Consulting Corporation Advice on International Joint Ventures And Other Types of Business Deals.

I am writing in response to your letters of October 7, 1992 and November 25, 1992, requesting an Unauthorized Practice of Law advisory opinion dealing with a non-law firm consulting corporation providing advice to American and international customers in the formation of international joint ventures and other types of business deals.

The Committee considered your inquiry at its January 7 and February 11, 1993 meetings and has directed me to transmit its conclusions to you.

You have indicated that the consulting company in question would be retained to provide advice on business deals including helping to find investment opportunities and partners, do preliminary research, and would accompany its customers to negotiation sessions, many of which would take place overseas. You further indicate that the corporation would not draft incorporation documents or other forms necessary to actually form the joint venture/investment, or contractual agreements such as joint venture agreements, financing agreements and the like.

For purposes of the committee's opining, you have posed a hypothetical in which an American company (the “client???) comes to the consulting corporation and requests its assistance in establishing operations in, for example, Hungary. The client is very vague about what it wants to do beyond the fact that it wants to take advantage of the business opportunities opening up in Hungary and asks the consulting corporation to assist it in finding the best method to invest there. You indicate that possible areas of investment would include: the direct purchase of all or part of an existing Hungarian company through the privatization program of that formerly Communist nation; the establishment of a new joint venture with an existing Hungarian company; and/or the sale of a particular product in Hungary. Should the client wish to pursue one or more of these alternatives, the consulting corporation might address such issues as: the amount of the investment, the Hungarian regulatory climate, the Hungarian laws which are designed to encourage certain types of investments, the size and financial status of the potential joint venture partner, the Hungarian political climate, and the general status of privatization in Hungary. In all three areas of investment, the consulting corporation would access its many personal contacts with governmental ministries and others which the members of the corporation have developed over the years.
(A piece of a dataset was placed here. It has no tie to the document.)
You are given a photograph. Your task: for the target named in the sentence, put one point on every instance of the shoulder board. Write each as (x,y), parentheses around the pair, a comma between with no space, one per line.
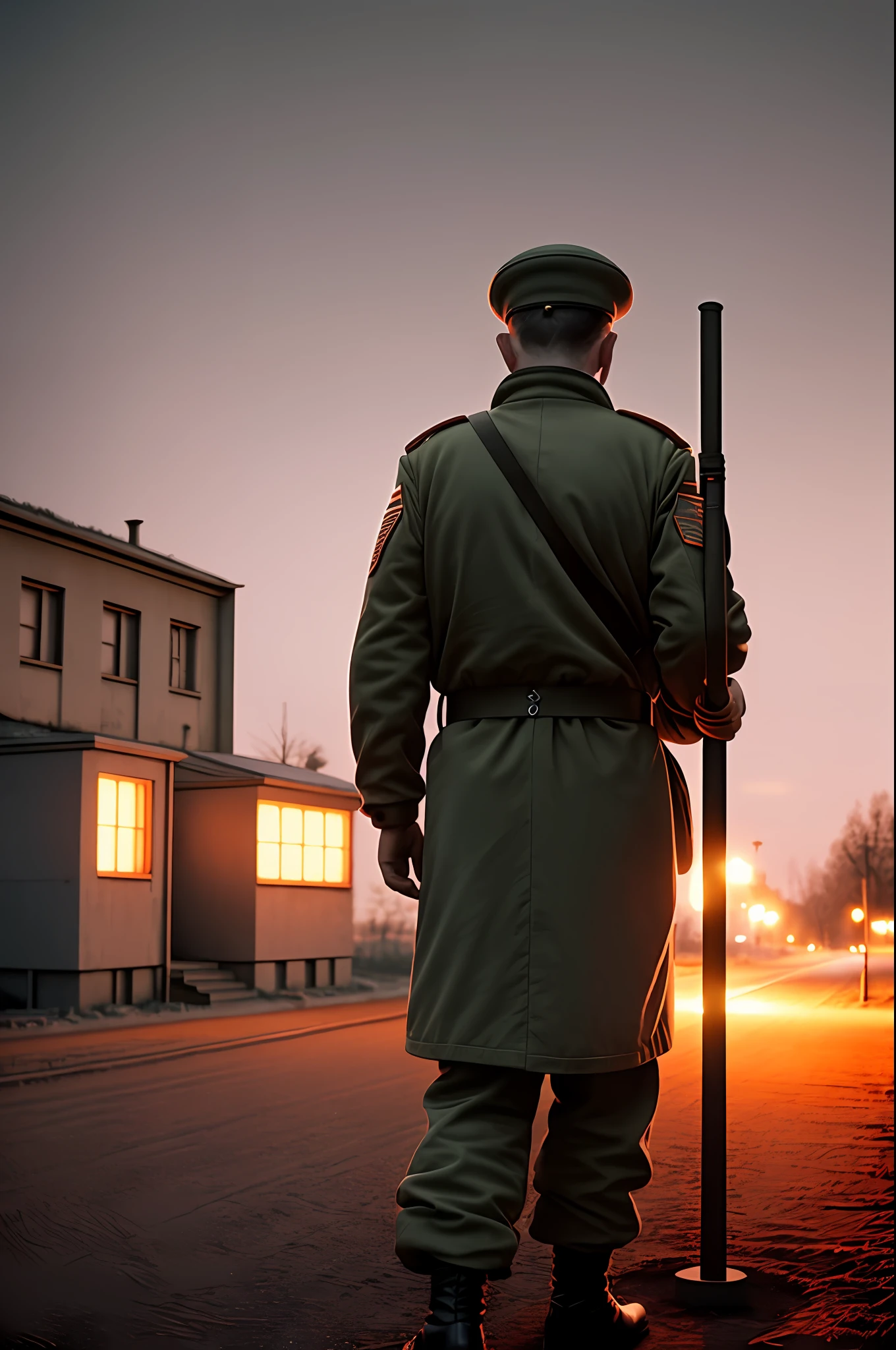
(431,431)
(651,422)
Finally, you indicate that the consulting corporation would work with the client to help it decide which one or more of these routes it would like to pursue. In doing so, the consulting corporation would assist and represent the client in finding a suitable Hungarian partner, company or distributor; would travel with the client to Hungary to assist with any negotiations; and would advise the company throughout the course of the negotiations until the final documents were signed. In all cases, the consulting corporation would work closely with Hungarian attorneys and the Hungarian Government to comply with all local rules and regulations and to obtain all necessary governmental clearances. The consulting corporation, if necessary, would also work with or recommend to the client local Hungarian accounting, public relations and similar types of firms. If financing were necessary, the consulting corporation would assist the client in finding financing either through American investors or investment banks or through local Hungarian investors or investment banks.

The practice of law, as defined in Virginia, involves a non-lawyerís engaging in any one of three activities:

1) advising another, not one's regular employer, for direct or indirect compensation, in any matter involving the application of legal principles to facts or purposes or desires;

2) preparing for another, with or without compensation, legal instruments of any character; or

3) representing the interest of another before any tribunal, with or without compensation.

Part Six: Section I: Rules of the Virginia Supreme Court.

The Committee has earlier opined that it would constitute the unauthorized practice of law for a non-Virginia licensed attorney to render legal advice in Virginia: either on Virginia law or the law of his home jurisdiction. UPL Opinion 107.

The Committee is of the opinion that a non-lawyer’s provision of research or rendering of advice relative to general business operations, political or regulatory climates, methods of investment, and evaluations of the financial status of potential partners would not constitute the practice of law. However, the Committee is of the further view that, in certain circumstances, specific business advice as to the laws of another jurisdiction might constitute the unauthorized practice of law if provided by a non-lawyer in Virginia. Id.

The Committee would be pleased to consider the matter further if you are able to provide more specific information about the types of legal advice related to foreign laws which might be delivered by a non-lawyer in Virginia.